During his campaign for the presidency, he tried to use the contributors and mailing lists of the PAC in his campaign. I remember telling one of the many staffers that telephoned me to obtain a contribution that Bauer needed to stand in line for PAC money like every other candidate. But, clever as I thought that was, the staffer did not understand what I meant. It was a short conversation. I lost all interest even before Bauer had to install a glass door on his office to ward off accusations of fraternization with one of this campaign staffers, because the PAC was no longer focused on its mission, and Bauer’s chances in the election were never credible. I have never again supported Bauer’s work.
The same thing seems to be happening to Jay Sekulow’s American Center for Law and Justice. Originally founded as a para-church ministry to act as a “Christian public interest” law firm, the organization seems to have tired of its focus on legal issues and is spreading shallowly like spilled water in all directions. One day the ACLJ is writing briefs, but the next it is circulating petitions to support Israel’s struggle to survive (which needs to be done but by somebody else with that focus), or issuing “news of the day” analyses about what is being taught by university professors (with a thin or non-existent explanation of the data used to found the conclusions reached). ACLJ’s website is becoming a cacophony of issues, many of which are not before any court, or not before any court in any case in which ACLJ appears to have entered an appearance.

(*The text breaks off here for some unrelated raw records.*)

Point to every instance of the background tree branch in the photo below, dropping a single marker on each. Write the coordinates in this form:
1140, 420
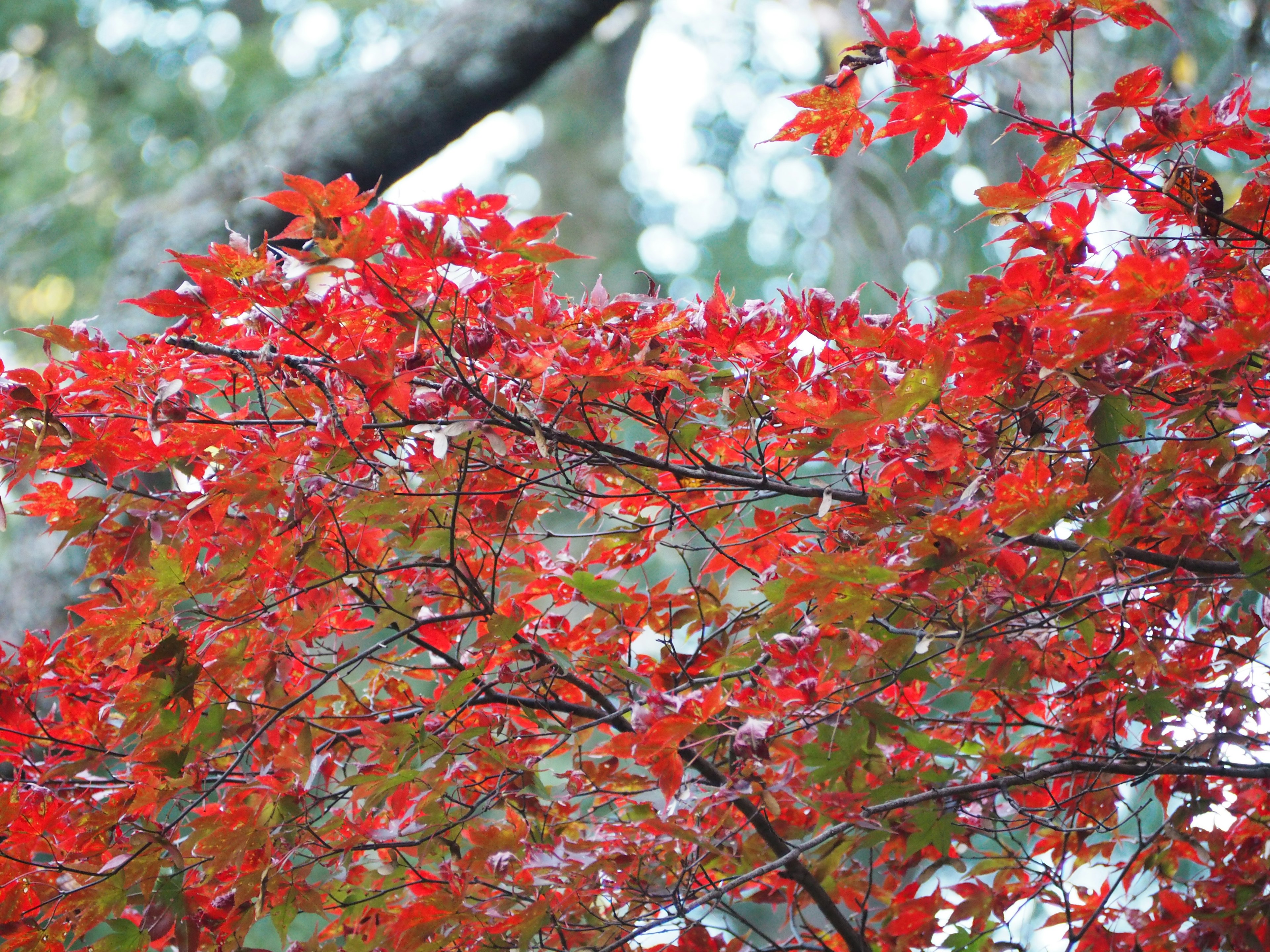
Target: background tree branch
472, 60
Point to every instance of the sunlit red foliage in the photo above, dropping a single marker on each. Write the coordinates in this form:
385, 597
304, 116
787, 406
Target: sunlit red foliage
434, 611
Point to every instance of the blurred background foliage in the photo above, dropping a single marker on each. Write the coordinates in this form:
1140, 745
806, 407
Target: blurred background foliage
651, 134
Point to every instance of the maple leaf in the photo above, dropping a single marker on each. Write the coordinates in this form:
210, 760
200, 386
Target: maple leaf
833, 116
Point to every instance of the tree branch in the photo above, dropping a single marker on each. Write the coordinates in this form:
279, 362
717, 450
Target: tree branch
470, 61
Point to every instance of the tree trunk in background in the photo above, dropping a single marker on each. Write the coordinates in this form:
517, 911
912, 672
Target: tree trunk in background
470, 61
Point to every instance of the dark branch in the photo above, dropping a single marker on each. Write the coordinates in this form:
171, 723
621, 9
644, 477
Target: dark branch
470, 61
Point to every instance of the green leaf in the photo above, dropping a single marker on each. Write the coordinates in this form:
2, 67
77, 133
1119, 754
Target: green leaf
919, 388
454, 694
1155, 704
600, 592
1113, 419
125, 937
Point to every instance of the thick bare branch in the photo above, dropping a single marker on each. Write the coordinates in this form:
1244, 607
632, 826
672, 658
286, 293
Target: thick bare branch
470, 61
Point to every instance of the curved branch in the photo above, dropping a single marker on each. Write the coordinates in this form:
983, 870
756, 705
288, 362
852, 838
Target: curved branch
470, 61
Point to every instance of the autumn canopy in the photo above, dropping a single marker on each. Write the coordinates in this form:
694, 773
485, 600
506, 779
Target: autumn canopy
434, 611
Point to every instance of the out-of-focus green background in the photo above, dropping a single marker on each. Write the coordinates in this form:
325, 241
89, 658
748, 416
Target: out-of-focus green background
651, 134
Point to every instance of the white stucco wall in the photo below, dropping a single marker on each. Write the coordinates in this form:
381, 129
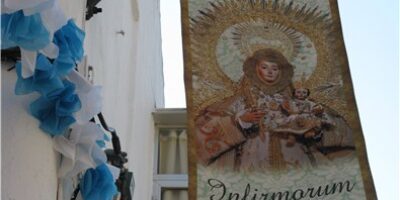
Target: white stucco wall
128, 66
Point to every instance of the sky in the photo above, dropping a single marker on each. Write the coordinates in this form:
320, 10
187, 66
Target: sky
371, 34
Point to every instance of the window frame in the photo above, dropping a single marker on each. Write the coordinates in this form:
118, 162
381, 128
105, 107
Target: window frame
167, 119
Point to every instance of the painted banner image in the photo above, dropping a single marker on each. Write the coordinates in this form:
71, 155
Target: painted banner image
271, 107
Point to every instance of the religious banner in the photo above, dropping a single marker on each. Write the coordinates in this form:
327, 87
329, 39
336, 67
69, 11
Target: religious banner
272, 114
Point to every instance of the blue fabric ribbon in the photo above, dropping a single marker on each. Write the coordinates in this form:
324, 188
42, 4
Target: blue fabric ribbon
55, 109
98, 184
27, 32
44, 79
69, 40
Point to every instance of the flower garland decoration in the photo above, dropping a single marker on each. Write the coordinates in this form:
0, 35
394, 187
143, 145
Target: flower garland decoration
50, 48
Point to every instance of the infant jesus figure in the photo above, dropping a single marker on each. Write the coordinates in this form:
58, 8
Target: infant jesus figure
305, 117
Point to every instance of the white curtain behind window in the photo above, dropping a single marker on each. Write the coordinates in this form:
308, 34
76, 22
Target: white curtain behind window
173, 159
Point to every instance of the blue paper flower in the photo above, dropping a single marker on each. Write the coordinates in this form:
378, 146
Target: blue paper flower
98, 184
69, 40
44, 79
27, 32
55, 109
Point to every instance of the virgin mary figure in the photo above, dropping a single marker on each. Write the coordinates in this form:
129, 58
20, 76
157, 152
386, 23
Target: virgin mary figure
238, 132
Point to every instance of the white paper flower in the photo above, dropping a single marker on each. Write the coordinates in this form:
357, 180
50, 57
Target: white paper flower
79, 149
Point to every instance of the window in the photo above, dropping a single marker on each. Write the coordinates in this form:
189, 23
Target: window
170, 178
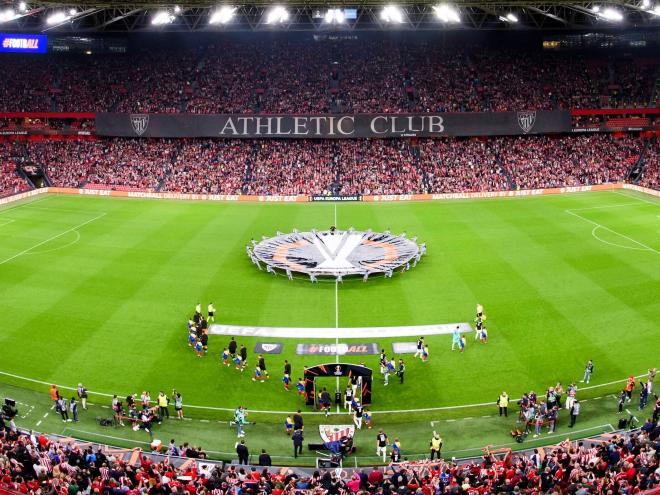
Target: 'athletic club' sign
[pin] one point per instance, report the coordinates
(332, 126)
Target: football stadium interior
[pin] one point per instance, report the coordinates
(316, 247)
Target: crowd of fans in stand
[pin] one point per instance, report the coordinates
(542, 162)
(294, 75)
(624, 463)
(10, 181)
(290, 167)
(651, 177)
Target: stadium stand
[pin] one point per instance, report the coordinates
(619, 463)
(292, 167)
(293, 76)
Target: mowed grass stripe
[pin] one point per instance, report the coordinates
(112, 310)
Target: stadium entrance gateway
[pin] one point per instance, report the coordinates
(363, 374)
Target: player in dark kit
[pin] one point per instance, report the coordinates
(262, 365)
(232, 347)
(325, 401)
(243, 353)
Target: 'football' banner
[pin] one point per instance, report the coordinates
(337, 349)
(332, 126)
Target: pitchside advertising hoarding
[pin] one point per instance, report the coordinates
(23, 43)
(332, 126)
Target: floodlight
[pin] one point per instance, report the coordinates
(7, 15)
(57, 18)
(446, 13)
(391, 13)
(611, 15)
(162, 17)
(223, 15)
(334, 16)
(277, 14)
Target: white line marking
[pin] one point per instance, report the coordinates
(604, 206)
(341, 332)
(336, 316)
(51, 239)
(635, 197)
(593, 233)
(54, 210)
(648, 248)
(211, 408)
(77, 239)
(5, 210)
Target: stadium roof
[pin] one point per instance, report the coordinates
(310, 15)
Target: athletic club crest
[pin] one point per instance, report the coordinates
(333, 433)
(526, 120)
(140, 122)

Is Sekulow primping for a run for national office? That would be a shame. Continuing Legal Education authors and speakers often mention him when they are name dropping about cases involving constitutional questions relating to the Establishment Clause. But, will he forfeit that distinction and reputation and attempt to become recognized as a news commentator or even a foreign policy advisor? Is Sekulow’s ego forcing him to joust at windmills instead of slaying the dragons that hound Christians in school districts, counties and cities? Like Bauer, will he fail, or at least be set back, because he became too little spread too far?
My fear is that just as Bauer probably felt that his contribution to the national debate was growing too slowly or reaching too few people, causing him to imagine he could by the force of his personality influence a national presidential election, Sekulow may have conceded to himself that he can only take so much ground in the Establishment Clause and similar cases. From that conclusion, has he begun to cast about for new issues and new sources of support to propel himself to another “plane of existence?”
The work of the ACLJ is too valuable to abandon. Just as the impoverished must have the Legal Services Corporation (“legal aid”), Christians desperately need a similar organization on watch and on call. Most local churches simply do not have the resources, much less the expertise or will, to fight these critical trench warfare battles without the ACLJ. Bauer did not get it. His PAC was, and still could be, vital in the battle to keep the abortion debate alive so that it might reach a just conclusion. Even if Roe v. Wade was abandoned as national policy tomorrow, there would still be decades of legislative work and litigation to be done, but Bauer seemed to abandon it all in favor of his personal run for the presidency. If Sekulow makes similar poor choices, the ensuing loss of ACLJ will likely be a culture war disaster of the first magnitude resulting in the further erosion of freedoms for Christians.